The Navajo Generating Station near the Arizona-Utah line was expected to shutter by the end of the year, but the exact day hadn’t been certain as the plant worked to deplete a stockpile of coal.
It stopped producing electricity shortly after noon Monday when shift supervisor Fred Larson, a 41-year employee, put the plant permanently offline…

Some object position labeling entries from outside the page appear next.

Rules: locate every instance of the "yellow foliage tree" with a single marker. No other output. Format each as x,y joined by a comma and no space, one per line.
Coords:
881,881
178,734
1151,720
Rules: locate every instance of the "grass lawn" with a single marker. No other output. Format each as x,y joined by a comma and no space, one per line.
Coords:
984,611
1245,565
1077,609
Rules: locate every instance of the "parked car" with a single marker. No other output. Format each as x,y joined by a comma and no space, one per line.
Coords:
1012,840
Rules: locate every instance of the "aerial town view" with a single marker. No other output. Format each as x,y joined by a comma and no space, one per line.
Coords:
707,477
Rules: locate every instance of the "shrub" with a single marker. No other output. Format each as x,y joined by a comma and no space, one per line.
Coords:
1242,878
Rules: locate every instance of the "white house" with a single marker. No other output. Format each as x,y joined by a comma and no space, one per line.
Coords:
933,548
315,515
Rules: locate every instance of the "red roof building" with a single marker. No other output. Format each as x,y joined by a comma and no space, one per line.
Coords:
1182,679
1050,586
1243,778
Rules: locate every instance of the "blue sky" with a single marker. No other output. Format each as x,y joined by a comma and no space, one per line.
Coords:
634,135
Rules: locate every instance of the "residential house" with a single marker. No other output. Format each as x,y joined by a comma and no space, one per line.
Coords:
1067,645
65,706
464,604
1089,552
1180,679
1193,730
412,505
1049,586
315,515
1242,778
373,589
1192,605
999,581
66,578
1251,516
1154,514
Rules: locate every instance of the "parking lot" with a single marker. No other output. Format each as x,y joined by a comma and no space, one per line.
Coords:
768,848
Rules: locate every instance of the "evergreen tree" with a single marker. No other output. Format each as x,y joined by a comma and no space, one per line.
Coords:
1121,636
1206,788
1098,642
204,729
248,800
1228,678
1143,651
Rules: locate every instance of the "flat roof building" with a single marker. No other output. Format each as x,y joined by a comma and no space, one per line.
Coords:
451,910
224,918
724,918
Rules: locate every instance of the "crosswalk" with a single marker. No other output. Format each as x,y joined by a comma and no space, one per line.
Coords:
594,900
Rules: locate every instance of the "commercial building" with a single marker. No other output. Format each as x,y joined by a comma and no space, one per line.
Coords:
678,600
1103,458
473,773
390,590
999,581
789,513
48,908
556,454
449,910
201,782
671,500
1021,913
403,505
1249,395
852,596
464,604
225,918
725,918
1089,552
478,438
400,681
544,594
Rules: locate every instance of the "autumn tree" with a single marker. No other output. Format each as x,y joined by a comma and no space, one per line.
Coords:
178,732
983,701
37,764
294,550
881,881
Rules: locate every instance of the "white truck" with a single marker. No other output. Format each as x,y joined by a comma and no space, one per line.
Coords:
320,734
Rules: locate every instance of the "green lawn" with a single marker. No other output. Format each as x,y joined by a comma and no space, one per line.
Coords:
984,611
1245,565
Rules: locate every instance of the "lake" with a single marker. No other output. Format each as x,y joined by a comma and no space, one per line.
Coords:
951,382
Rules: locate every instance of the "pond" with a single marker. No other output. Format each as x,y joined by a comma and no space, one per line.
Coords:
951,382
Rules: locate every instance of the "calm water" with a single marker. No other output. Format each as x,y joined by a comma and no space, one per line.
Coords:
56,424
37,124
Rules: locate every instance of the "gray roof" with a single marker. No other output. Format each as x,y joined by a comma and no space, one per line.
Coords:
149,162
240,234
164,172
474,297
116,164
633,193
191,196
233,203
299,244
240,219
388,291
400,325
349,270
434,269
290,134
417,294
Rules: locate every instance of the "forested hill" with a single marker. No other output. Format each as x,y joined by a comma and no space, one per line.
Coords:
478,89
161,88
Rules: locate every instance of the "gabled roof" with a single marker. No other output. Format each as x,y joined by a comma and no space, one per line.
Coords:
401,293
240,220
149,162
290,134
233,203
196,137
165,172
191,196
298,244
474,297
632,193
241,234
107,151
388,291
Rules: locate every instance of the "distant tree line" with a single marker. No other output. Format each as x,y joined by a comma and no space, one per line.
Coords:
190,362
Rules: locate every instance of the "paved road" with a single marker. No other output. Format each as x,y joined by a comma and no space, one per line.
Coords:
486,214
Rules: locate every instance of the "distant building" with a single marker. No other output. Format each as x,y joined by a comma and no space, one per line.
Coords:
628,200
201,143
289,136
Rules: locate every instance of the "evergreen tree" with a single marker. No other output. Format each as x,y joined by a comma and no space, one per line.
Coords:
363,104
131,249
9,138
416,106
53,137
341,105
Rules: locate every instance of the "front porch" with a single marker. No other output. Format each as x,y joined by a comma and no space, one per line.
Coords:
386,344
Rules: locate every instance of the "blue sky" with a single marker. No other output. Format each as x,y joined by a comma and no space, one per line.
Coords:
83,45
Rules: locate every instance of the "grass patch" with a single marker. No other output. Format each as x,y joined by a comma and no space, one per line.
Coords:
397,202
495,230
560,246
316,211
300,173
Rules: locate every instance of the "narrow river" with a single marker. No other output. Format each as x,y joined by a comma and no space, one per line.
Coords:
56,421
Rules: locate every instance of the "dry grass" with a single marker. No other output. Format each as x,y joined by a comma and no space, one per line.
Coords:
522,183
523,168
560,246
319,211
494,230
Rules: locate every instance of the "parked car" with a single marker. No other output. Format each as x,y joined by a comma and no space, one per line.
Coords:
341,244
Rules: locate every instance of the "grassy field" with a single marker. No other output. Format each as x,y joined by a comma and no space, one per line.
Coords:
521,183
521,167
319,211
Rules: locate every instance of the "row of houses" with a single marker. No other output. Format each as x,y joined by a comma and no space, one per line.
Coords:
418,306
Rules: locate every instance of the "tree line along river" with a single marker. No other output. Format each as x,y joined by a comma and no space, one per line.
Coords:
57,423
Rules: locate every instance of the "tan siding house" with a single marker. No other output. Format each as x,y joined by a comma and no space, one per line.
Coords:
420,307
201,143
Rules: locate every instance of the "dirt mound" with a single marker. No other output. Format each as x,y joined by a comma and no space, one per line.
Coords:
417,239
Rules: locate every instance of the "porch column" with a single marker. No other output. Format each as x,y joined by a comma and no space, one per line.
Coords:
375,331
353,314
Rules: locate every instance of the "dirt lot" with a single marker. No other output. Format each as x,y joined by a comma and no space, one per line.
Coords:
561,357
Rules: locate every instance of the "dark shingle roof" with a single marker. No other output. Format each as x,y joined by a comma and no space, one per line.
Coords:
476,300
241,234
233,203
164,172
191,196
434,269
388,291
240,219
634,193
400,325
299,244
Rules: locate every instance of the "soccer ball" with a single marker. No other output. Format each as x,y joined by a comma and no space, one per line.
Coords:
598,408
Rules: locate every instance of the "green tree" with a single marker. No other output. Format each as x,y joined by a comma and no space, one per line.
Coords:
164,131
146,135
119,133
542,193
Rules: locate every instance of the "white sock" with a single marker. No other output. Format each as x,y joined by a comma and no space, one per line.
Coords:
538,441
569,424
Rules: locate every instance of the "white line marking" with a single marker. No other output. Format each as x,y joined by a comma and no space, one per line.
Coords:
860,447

Coal was delivered to the power plant by a dedicated, electric railway that snakes 78 miles (126 kilometers) through the high desert in the Navajo Nation. By next fall, the poles and overhead electrical lines that served the railway will be gone. The Navajo Nation has not decided whether to keep the railway and use it for tourism or sell it.
A trio of towering concrete stacks with flashing lights that served as a beacon in the community will be demolished by next fall.
Decommissioning will take up to three years, after which the land is supposed to be returned to the condition it was before the plant was built.
Steve Yazzie, a former power plant employee who now works for a tribal energy company, said biologists from the Navajo Nation and the Salt River Project, which operates the plant, recently met to talk about reseeding the land with plants used for dying wool, making tea and traditional medicines.
Reclamation work also is being done at Peabody Energy’s Kayenta Mine, which pulled coal from land owned by the Navajo and Hopi tribes. It closed months ahead of the power plant because it had no other customers.